Droit à la déconnexion numérique en droit du travail
08.11.16Droit à la déconnexion dans la réforme du droit du travail
Pour mettre fin à un phénomène largement répandu chez les cadres notamment de connexion non stop aux outils numériques, même en dehors de leur temps de travail, la loi n°2016-1088 du 8 août 2016 relative au travail, à la modernisation du dialogue social et à la sécurisation des parcours professionnels (« Loi Travail » ou « Loi El Khomri« ) a répondu en introduisant un droit à la déconnexion dans le droit du travail français, disposition qui entrera en vigueur au 1er janvier 2017.
Répondre aux problèmes liés à la connexion permanente aux outils numériques
Le développement du numérique et d’internet dans le monde du travail a fortement contribué à faire évoluer les modes de travail. Les salariés sont de plus en plus connectés en dehors des heures de travail et la frontière entre vie professionnelle et vie privée se trouve ainsi de plus en plus souvent perméable.
La réception d’email les soirs et les week-ends ainsi que pendant les vacances est devenue dans bien des secteurs monnaie courante.

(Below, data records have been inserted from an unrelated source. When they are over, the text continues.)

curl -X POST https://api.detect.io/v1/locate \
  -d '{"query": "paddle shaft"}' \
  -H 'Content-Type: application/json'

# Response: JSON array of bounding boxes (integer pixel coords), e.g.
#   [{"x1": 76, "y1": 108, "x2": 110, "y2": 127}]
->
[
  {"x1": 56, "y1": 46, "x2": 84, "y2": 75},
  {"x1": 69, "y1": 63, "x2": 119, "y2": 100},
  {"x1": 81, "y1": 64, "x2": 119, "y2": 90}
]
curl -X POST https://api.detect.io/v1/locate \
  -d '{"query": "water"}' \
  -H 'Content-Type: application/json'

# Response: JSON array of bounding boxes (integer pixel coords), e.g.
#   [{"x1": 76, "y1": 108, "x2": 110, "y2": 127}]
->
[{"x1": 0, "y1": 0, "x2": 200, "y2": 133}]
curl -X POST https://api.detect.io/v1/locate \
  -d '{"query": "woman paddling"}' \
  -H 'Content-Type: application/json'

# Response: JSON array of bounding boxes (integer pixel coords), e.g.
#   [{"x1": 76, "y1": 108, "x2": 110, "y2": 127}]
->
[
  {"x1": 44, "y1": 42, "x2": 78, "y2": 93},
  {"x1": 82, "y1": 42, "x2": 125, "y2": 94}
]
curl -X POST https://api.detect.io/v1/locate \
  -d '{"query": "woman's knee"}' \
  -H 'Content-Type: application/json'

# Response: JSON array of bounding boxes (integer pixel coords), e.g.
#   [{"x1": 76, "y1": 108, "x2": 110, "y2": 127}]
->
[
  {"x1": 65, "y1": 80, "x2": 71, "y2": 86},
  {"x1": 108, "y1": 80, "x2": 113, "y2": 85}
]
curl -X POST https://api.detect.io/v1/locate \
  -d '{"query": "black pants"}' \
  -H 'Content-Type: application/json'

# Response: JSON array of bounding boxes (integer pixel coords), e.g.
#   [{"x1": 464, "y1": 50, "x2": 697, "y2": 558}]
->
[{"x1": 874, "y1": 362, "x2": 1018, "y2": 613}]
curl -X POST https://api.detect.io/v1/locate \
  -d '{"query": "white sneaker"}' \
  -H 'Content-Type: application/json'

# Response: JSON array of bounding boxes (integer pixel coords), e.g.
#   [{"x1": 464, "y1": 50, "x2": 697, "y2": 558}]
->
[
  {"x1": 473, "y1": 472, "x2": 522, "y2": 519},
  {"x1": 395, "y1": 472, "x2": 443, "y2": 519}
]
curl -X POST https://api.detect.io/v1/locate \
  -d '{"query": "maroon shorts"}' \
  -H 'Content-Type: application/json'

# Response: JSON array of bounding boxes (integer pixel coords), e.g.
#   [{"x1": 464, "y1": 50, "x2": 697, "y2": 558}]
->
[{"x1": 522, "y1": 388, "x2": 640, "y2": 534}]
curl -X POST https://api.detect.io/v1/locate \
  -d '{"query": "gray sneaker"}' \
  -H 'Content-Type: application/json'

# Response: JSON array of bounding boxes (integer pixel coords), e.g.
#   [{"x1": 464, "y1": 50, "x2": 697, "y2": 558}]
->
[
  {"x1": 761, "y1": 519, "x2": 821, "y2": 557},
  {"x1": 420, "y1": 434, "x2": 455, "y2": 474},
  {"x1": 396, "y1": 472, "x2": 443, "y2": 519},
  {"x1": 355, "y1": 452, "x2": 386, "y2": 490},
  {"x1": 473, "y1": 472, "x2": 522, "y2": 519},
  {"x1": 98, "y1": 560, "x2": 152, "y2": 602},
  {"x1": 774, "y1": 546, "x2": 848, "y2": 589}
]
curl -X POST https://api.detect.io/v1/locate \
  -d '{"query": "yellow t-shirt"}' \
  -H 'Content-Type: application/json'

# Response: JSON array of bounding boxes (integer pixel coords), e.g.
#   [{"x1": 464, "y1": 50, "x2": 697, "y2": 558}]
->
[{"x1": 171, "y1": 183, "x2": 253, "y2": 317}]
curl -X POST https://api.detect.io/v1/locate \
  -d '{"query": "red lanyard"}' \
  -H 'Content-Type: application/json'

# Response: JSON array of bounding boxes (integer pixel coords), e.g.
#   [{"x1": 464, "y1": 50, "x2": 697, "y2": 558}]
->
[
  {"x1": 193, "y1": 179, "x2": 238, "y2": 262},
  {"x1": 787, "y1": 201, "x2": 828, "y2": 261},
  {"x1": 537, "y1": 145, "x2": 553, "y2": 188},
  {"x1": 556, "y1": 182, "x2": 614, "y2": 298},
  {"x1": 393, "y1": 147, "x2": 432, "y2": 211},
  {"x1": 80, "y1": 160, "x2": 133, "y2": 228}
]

Ce phénomène qui touche très majoritairement les cadres n’épargne pas les autres catégories de salarié. D’après les chiffres publiés par le ministère du Travail, de l’Emploi, de la Formation professionnelle et du Dialogue social, 37% des actifs utilisent les outils numériques professionnels hors du temps de travail et 62% d’entre eux réclament une régulation des outils numériques professionnels.
Loi El Khomri et droit à la déconnexion
Face à ce constat, le législateur français a considéré qu’il était devenu nécessaire d’encadrer cette pratique afin notamment de protéger la santé des salariés. L’article 55 de la loi El Khomri pose ainsi une première pierre en introduisant un droit à la déconnexion dans le code du travail (article L. 2242-8 7° du code du travail).
Ce droit à la déconnexion vise tous les salariés et devra être abordé par les entreprises dans le cadre de la négociation annuelle sur la qualité de vie au travail. Les entreprises devront donc mettre en place des instruments de régulation de l’outil numérique dans le but d’assurer le respect des temps de repos et de congés ainsi que l’équilibre entre vie professionnelle et vie personnelle et familiale.
Le mécanisme mis en place par la loi El Khomri pour traiter ce sujet donne donc la priorité à la négociation avec les partenaires sociaux dans les entreprises de plus de 50 salariés. A défaut d’accord, l’employeur est néanmoins tenu d’élaborer une charte, après avis du comité d’entreprise ou, à défaut, des délégués du personnel, qui devra prévoir la mise en œuvre à destination des salariés et du personnel d’encadrement et de direction, d’actions de formation et de sensibilisation à un usage raisonnable des outils numériques.
Quelle efficacité pour le nouveau droit des salariés à la déconnexion ?
Ce dispositif est donc un premier pas vers une régulation de l’utilisation des outils numériques. On peut cependant s’interroger sur son efficacité dans la mesure où le texte ne prévoit à ce jour aucune sanction pour l’employeur qui à défaut d’accord avec les partenaires sociaux n’aura pas non plus élaboré de charte. Par ailleurs, qu’en est-il du droit à la déconnexion des salariés des entreprises ne disposant ni de délégués syndicaux, ni de délégués du personnel ?
A ce jour, quelques entreprises telles que La poste ou Orange appliquent d’ores et déjà le droit à la déconnexion. Par ailleurs, la branche Syntec a inscrit « une obligation de déconnexion des outils de communication à distance » dans son avenant à l’accord temps de travail signé en avril 2014. Les PME de plus de 50 salariés doivent néanmoins réfléchir à des mesures pour éviter de se voir reprocher leur inaction dans le cadre d’un conflit avec un salarié sur sa charge de travail.